Example 11: 3,6-dimethylhexahydrobenzofuran-2(3H)-one via Oxone
[00091] To a 2 L three-necked flask are added (-) isopulegol (26.8 g, 0.174 mol), acetone (160 mL, 2.160 mol) and ethyl acetate (270 mL), and the mixture is stirred vigorously. An aqueous solution of Oxone® (121.0 g, 0.398 mol; in water 500 mL) is added dropwise over 1 hour maintaining the temperature at 20 to 25 °C. The reaction mixture is then stirred for an additional 7 hours. The organic layer is separated, the aqueous layer is extracted with ethyl acetate (300 mL), and the combined organic layers are washed with 20% (w/v) aqueous sodium chloride (250 mL) and then dried over Na2SO4 (50 g).
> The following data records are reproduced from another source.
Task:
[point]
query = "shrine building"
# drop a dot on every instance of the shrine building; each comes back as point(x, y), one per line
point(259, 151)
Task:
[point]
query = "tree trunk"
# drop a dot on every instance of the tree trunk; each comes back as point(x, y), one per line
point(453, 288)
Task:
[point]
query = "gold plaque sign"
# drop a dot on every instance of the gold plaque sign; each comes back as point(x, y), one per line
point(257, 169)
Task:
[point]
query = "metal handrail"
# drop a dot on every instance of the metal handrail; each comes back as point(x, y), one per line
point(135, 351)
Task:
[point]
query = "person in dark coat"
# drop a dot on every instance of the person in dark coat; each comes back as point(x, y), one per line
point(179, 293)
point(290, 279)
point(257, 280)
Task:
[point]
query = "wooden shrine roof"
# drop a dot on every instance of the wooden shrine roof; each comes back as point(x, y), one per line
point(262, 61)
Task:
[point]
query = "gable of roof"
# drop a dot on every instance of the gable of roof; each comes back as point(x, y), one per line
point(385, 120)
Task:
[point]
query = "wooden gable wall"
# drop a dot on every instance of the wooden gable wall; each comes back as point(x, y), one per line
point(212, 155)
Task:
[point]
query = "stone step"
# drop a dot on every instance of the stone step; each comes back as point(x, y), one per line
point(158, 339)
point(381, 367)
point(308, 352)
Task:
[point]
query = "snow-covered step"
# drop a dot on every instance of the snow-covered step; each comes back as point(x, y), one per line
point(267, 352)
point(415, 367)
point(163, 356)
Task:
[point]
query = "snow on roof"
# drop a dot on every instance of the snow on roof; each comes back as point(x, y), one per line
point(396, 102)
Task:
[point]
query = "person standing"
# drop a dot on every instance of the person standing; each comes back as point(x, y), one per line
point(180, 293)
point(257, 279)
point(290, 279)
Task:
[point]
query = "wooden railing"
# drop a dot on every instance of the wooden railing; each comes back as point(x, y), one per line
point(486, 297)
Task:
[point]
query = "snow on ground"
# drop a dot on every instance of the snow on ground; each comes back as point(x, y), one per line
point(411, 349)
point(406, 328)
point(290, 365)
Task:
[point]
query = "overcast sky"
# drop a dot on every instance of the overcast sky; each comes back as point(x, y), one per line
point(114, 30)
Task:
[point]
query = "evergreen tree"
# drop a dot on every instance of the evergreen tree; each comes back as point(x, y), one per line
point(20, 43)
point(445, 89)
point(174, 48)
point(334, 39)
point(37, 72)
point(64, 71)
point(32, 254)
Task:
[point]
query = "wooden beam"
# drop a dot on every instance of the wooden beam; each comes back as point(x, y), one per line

The solution is evaporated to dryness, resulting in a gummy oil (26.0 g, 89.65 % crude yield). The crude gummy oil is dissolved in n- hexane (250 mL) isomerized with sodium tert-butoxide (0.78 g), as described above, to afford the product (13.0 g, 33% yield; by GC isomer (la) 69.50%, and isomer (lb) 4.84 %.)
Example 12: 2-methyl-hexanoic acid from 2-methyl-l -hexene (one-pot, two step procedure) [00092] To a mixture of 2-methyl-l -hexene (7.1 g, 0.072 mol) and sodium acetate (0.6 g, 0.009 mol) is added hydrogen peroxide (30% aqueous, 11.5 g, 0.101 mol) and acetic anhydride (12.6 g, 0.123mol) dropwise over 50 min at 40 °C via separate dropping funnels. The reaction is then stirred overnight at room temperature.
[00093] Sulfuric acid (60% aqueous, 12 g) is heated in a separate flask to 70 °C. The reaction mixture from the first step is then slowly added over 30 minutes, and the reaction is then refluxed for 1.5 hours, then cooled to 45 °C. Additional hydrogen peroxide (30% aqueous, 6.6 g, 0.058 mol) is added over 30 minutes, and the reaction is stirred for 1.5 hours then cooled, diluted with water (50 ml), and the phases are separated. The organic layer is washed with water, 20% NaHSCh, brine, and dried (Na2SO4) to afford the crude product (4.2 g, GC purity 60%, GC yield 26%).
[00094] The Examples provided herein are exemplary only and are not intended to be limiting in any way to the various aspects and embodiments of the invention described herein.